# Black Cloud Over WKC 2012 Dog Show



## ClaireVoyant (Jan 26, 2012)

Those pesky shelter dog commercials by Pedigree have to go . . .so says Westminister Kennel Club Dog Show organizers. Pedigree got the boot as Purina received the red carpet treatment. LOL, always a drama

On a side note . . .I found myself having to defend my use of Orijen Dog Food last night every time a Purina Pro commercial came on stating every Best In Show winner for the past five years, eats Purina Pro 

http://news.yahoo.com/westminster-kennel-club-dog-show-dissing-shelter-dogs-232558727.html


----------



## krandall (Jun 11, 2009)

I don't feed ANY of the dog foods that are advertising at Westminster, so I'm not sure I care that much. Frei could have been more diplomatic, but the press has a way of bringing out the worst in people. And while the Proplan commercials have had some purebreds in them, they've also had a good share of mongrels too. So it's not like they are suggesting that you HAVE to have a purebred.

On a more positive note, I was very happy that when the adorable Hav was strutting his stuff in the Toy group, the announcer reminded people that as a breed gets more popular, it's important to buy your dog from a good breeder!:whoo:


----------



## ClaireVoyant (Jan 26, 2012)

Unfortunately . . .i rest my TiVo to record the show on Animal Planet . . .not realizing it was switching to CNBC when the Toy Group began. Was watching on delay as my husband worked late and the Toy Group was half over when we realized and switched over. Why would they DO that??? :frusty:

So, anywho, I set the TiVo to record it again after we went to bed last night and will watch the Toy Group over again before watching the finals tonight. Would love to see how the Best in Breed competition went . . .the Havs were my main reason for tuning in LOL


----------



## Lsprick (Jul 8, 2010)

krandall said:


> I don't feed ANY of the dog foods that are advertising at Westminster, so I'm not sure I care that much. Frei could have been more diplomatic, but the press has a way of bringing out the worst in people. And while the Proplan commercials have had some purebreds in them, they've also had a good share of mongrels too. So it's not like they are suggesting that you HAVE to have a purebred.
> 
> On a more positive note, I was very happy that when the adorable Hav was strutting his stuff in the Toy group, the announcer reminded people that as a breed gets more popular, it's important to buy your dog from a good breeder!:whoo:


I noticed that comment, too, Karen! I thought the Hav shown last night had a shorter snout than I'm used to, probably because my Hav is a pet and not a show dog, lol!

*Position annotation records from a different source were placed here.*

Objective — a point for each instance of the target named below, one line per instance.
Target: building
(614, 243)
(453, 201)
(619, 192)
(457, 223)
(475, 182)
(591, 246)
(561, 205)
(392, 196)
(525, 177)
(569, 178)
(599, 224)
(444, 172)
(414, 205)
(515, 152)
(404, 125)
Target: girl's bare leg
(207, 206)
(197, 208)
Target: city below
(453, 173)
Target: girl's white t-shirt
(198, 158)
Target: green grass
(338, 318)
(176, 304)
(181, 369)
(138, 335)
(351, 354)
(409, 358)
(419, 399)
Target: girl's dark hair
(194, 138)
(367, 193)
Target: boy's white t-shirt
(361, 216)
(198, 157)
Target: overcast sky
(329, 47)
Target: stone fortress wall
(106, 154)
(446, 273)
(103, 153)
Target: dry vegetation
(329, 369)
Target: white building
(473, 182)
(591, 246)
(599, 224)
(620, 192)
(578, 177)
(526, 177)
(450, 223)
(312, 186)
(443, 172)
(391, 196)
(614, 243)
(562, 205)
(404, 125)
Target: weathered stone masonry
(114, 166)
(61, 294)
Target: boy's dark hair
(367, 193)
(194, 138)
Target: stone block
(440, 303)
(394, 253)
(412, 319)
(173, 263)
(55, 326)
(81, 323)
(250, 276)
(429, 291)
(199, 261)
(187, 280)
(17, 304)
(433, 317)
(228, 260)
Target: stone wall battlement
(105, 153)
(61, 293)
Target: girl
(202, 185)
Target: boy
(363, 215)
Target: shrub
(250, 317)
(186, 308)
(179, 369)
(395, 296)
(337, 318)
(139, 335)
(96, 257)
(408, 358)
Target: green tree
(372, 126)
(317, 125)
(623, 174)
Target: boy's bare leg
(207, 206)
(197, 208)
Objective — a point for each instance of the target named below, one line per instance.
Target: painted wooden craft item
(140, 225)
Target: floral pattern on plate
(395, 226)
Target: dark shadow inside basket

Dreamer is so handsome and more like a classic Hav, in my opinion. Would have loved to have seen him again.


----------



## Becky Chittenden (Feb 4, 2009)

I think we all agree that our choice of what we feed our dogs is a personal one we make. I happen to feed Pro Plan and like how my dogs look and act. A handler friend, who is also a groomer commented recently about dogs that come in to be groomed, are in good health, even aged ones and eat low quality food. Makes you wonder, but I'm sticking with Pro Plan. BTW, Purina does alot more than sponsor Westminster and sell dog food.


----------



## ClaireVoyant (Jan 26, 2012)

Purina Pro is a respected brand . . .but the Pedigree commercials can't very well claim all the Best In Show dogs eat Pedigree and then the following year, Purina burst on the scene with, Oh no they don't, they eat Purina . Just found the whole thing a tad amusing.


----------



## krandall (Jun 11, 2009)

Becky Chittenden said:


> I think we all agree that our choice of what we feed our dogs is a personal one we make.


Hi Becky, I agree completely... Look at all the different foods used here on the Forum. If a food is well balanced and your dog is healthy and looks good on it, why mess with a good thing?


----------



## Kathie (Jul 31, 2008)

Robin, the same thing happened to me last year when I recorded it! I was so mad!


----------